We echo the testimony of the BASE Coalition and its member organizations including

Citizens Housing and Planning Council that the proposed rule undermines and conflicts with the purpose of Local Law 126 and must not be finalized until a new draft with substantial revisions is issued for public comment.

First, the proposed rules set too high a bar for entry to the program that most homeowners will not be able to meet, requiring upgrades that should be made through the program-not as a prerequisite. The purpose of the program is to safely legalize existing basement and cellar housing, providing a 10-year onramp for homeowners to make significant upgrades. The Local Law requires that, for homes to receive an Authorization for Temporary Residence (ATR) to be occupied on an interim basis, they have acceptable kitchen and sanitation facilities, pass an initial inspection for imminent threats to life and safety, have smoke and carbon monoxide detectors, and have a means of egress -- all essential minimum standards. The proposed DOB rule goes much further, requiring owners to hire a Registered Design Professional to submit full design drawings, and for the home to have fully-compliant kitchens and bathrooms that would require costly work to be completed -- all before homeowners would have the legal protection of the program.

These expensive and often complex requirements for eligibility will shut many residents out of the safety improvements the law and program were intended to create. The purpose of making program eligibility accessible and low-cost is to bring safety improvements to as many homeowners and tenants as possible-especially in the low­and moderate-income neighborhoods where Pratt Center for Community Development has found these homes are concentrated. For instance, in the first three months after receiving the ATR, the Local Law requires that homes have water sensors and alarms and the city will be aware of where the occupied residence is located, and within one year the home would have to comply with fire separation standards. Requiring expensive soft costs and in many cases construction before getting the ATR will at best delay-and in many cases prevent-residents from seeing these improvements.
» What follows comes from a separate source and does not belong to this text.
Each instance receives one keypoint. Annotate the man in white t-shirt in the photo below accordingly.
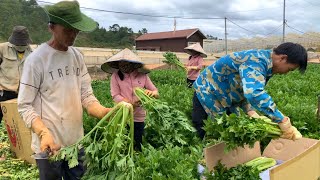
(55, 87)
Even if a homeowner is ultimately unable to bring the unit into full compliance over ten years, every benchmark reached represents an improvement in housing and public safety.

Beyond the rules, we emphasize that many low- and moderate-income homeowners with existing basement apartments and tenants will not be able to entirely self-finance these projects, and may need support from not only design professionals but also community-based organizations to navigate the program and secure resources to make upgrades. The city must invest in resources to ensure that the program reaches the most vulnerable residents.

Second, the rules should minimize the use of vacate orders only to situations where there are imminent threats to life and safety. For instance, where there is illegal gas work, the remedy could be a gas shutoff order, not an eviction. In our separate comment on the related HPD Rules Relating to Right of Return for Basement or Cellar Residences, we note that relocation is a significant burden on tenants, especially low-income basement and cellar tenants who struggle to find affordable housing and cover moving costs. These challenges, especially given lack of sufficient resources to support tenants with finding and paying for temporary housing, must be reflected in the rules by minimizing cause for displacement.

Finally, there is no clear, penalty-free off-ramp for homeowners who aren't able to complete the program despite good-faith effort, absent which homeowners will be unlikely to take on the risk and investment of participating in the program. Amnesty from past violations, as long as the issues are remedied, is a fundamental component of the program and underlying laws.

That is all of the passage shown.